Wanneer u de Azure Machine Learning CLI v2 gebruikt om taken te verzenden, kunt u de naam van het experiment instellen met behulp van de experiment_name eigenschap in de YAML-definitie van de taak. U hoeft deze niet te configureren in uw trainingsscript. Zie YAML: weergavenaam, experimentnaam, beschrijving en tags voor meer informatie.

Gebruik de opdracht MLflow mlflow.set_experiment() om uw experiment te configureren.
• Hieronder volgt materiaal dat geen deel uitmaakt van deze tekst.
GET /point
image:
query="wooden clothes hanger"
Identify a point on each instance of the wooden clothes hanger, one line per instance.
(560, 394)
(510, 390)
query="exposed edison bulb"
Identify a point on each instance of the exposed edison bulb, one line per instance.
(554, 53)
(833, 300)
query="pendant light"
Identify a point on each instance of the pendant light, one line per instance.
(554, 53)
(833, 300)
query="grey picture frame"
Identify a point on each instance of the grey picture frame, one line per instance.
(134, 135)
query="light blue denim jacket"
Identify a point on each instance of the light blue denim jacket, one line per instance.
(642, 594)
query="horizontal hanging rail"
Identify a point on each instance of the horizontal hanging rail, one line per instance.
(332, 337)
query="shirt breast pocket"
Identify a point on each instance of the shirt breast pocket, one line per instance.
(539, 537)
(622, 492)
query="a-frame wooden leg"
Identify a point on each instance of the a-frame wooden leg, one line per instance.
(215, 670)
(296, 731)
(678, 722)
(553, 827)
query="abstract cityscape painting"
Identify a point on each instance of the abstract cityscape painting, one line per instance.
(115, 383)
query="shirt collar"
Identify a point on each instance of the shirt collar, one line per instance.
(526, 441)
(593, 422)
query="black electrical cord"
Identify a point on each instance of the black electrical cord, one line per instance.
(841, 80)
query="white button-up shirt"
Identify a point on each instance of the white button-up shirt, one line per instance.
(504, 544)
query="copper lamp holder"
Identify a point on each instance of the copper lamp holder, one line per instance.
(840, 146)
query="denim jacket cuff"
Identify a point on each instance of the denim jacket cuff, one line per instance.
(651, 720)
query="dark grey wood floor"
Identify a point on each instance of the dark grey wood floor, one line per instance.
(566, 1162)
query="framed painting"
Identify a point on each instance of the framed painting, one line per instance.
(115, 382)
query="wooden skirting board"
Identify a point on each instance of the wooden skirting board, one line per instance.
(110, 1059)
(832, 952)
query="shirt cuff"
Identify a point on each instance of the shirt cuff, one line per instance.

experiment_name = "experiment_with_mlflow"
mlflow.set_experiment(experiment_name)

Ondersteuning configureren voor een niet-openbare Azure-cloud

De Azure Machine Learning-invoegtoepassing voor MLflow is standaard geconfigureerd voor gebruik met de wereldwijde Azure-cloud. U kunt echter de Azure-cloud configureren die u gebruikt door de AZUREML_CURRENT_CLOUD omgevingsvariabele in te stellen:

import os

os.environ["AZUREML_CURRENT_CLOUD"] = "AzureChinaCloud"

U kunt de cloud identificeren die u gebruikt met de volgende Azure CLI-opdracht:

az cloud list

De huidige cloud heeft de waarde IsActive ingesteld op True.

Nu uw omgeving is verbonden met uw werkruimte in Azure Machine Learning, kunt u ermee beginnen te werken.